Child care workers want respect

Child-care workers want respect Members of the Yukon Child Care Association feel a need to provide some insight for the public and the Yukon Party by clarifying some of the rhetoric coming from Health Minister Doug Graham during question period in recen

Members of the Yukon Child Care Association feel a need to provide some insight for the public and the Yukon Party by clarifying some of the rhetoric coming from Health Minister Doug Graham during question period in recent weeks.

Child care and child development are much more than politics imply. The government has the budget numbers along with how much goes into programs and some sort of one-dimensional job description.

The majority of programs in Whitehorse and the Yukon provide quality programming without deserved recognition and without appropriate remuneration. People in labour jobs for local construction companies make twice of those who work in child care, never mind the living wages made in other sectors that keep our economy healthy.

In particular reference to the Nov. 3 Hansard record of the legislature: Politicians don’t understand what the Child Development Centre (CDC) does in its part-time programming we do every day, from first thing in the morning until we close at dinner time every day of the week, every week of the year.

Our two-year Early Childhood Development training and years of experience ensure that we assess every child in order to provide them with programming that suits their developmental needs. Children in our programs enjoy activities designed for the opportunity to reach their full potential whether they’re labeled special needs or not.

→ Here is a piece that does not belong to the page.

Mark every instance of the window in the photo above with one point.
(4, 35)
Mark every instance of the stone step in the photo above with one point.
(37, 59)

Often it is us who refer families to the CDC for further family-specific support and intervention. We work with the CDC to carry out Individual Program Plans (IPPs) devised using a team approach. In addition to working with the CDC, child-care programs have children in their care with IPPs who do not attend the CDC; for example, one of our members has seven children in her program with IPPs and not one of them attend the Child Development Centre.

Children in our programs develop the foundation needed for successful education and life that include but are not limited to problem solving, social skills, basic literacy, numeracy skills and social confidence because they have been set up for success. Parents are able to go to work and support our economy because they know their children are being cared for and nurtured in an environment that is the next best thing to home.

In addition to hiding behind the Child Development Centre, the Yukon Party government also avoids the child-care issue by using its time in the legislature to highlight the Rotary Club’s Imagination Library (!?) – please save your breath.

A few further points for clarification, referencing the Oct. 30 Hansard record of the legislature:

* Mr. Graham has not met with the chair of the Yukon Child Care Association as he reported.

* There has been no increase in the amount of money available to us, as he reported.

* Programs that are able to pay a living wage include First Nation programs that support their programs by covering rent, maintenance and janitorial services. As well, programs that remunerate their staff are those who do not have to pay rent or a heating bill. Mr. Graham, wage fluctuations are unrelated to a program being “for profit” or “not for profit.”